Wednesday, February 28, 2007

Almost there.....

In my previous post, I mentioned that I was in the process of overtaking the entire world. However, Frederick was delaying my progress. He continues to take over my smaller, weaker cities, but I am rapidly destroying the Egyptian civilization. Hatshepsut has no clue what hit her. My modern armor tanks are zooming through her cities, destroying them with ease. I find it to be advantageous that I am taking over major cities while losing smaller, less important ones which serve no purpose to my progress. As soon as I destroy Hatshepsut, however, those small cities that were taken over will be mine once again. Frederick is dealing with seven different kinds of smoke...and I feel that realtively soon it is going to destroy him.
A concept which I actually took notice of while playing this game is the concept of opportunity cost. While at war with these two powerful civilizations, I suddenly realized that I need to spend more time on my military if I want to end up defeating Frederick.

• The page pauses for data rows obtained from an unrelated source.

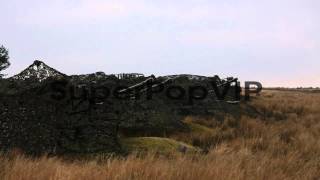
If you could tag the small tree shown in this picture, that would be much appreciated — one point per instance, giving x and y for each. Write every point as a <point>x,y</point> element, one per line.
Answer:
<point>4,59</point>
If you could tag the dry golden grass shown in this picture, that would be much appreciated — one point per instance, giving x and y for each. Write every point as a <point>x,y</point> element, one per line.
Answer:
<point>281,142</point>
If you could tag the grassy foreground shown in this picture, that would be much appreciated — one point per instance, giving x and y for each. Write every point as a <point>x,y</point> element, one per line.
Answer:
<point>281,141</point>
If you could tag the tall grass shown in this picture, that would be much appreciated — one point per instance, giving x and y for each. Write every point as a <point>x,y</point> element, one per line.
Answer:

What would help me more in the process of owning the entire world: building a courthouse to help my economy or building a modern armor tank in order to protect my cities and take over others simultaneously. If I have the protection, I will be able to hold off the enemy until they are destroyed, and then I can focus on my economy. This has to deal with the comparison of guns and butter. Thankfully,
my economy is already strong due to the attention I dedicated towards it at the beginning, so now I am able to devote much of my production towards guns. One must be very careful in the approach to this, however, for if you produce too many guns without focusing on butter, you're economy is a hell hole. However, if you focus on butter too much and do not pay attention to your military, you can kiss your civilization goodbye. From an ideal perspective, one would achieve productive efficiency (as I did), receiving as much output as possible from a certain amount of inputs/resources. I would recommend that the concept of opportunity cost be carefully watched, for it truly plays a key role in the success or failure of your civilization.

1 comment:

Jeff said...

Paul, I have had the same dillemma so many times in relation to the 'guns and butter' concept. I tend to start a lot of conflict and have warfare as a constant strain on myself. One things I've found that has kept me completely above water (and people who have read me will be tired of hearing soon) is making strong allies before goping into a battle. I try to bring the posse in to easy the relative stress on my military as much as possible. With thias help I can focus a lot of time to elevating my economys wartime abilities. If the need be that I need to up the percentage of available time to militaristic purposes. thus more guns. I try also to have another partner in trade to help me out with certain resources if I happen to run out one in my own sphere of control. Do not get over confident also. You seem to me like you can more than able deal with the Egyptians but do nont over-estimate them because if you half-heartedly attack and rely on your vast army they may pull a spartan victory and send your game into an unknown timeframe; no reason to lose. But in the end, as long as you don't get dumb you're fine.
P.S.- Guns and Butter trade offs are never easy. You aren't alone.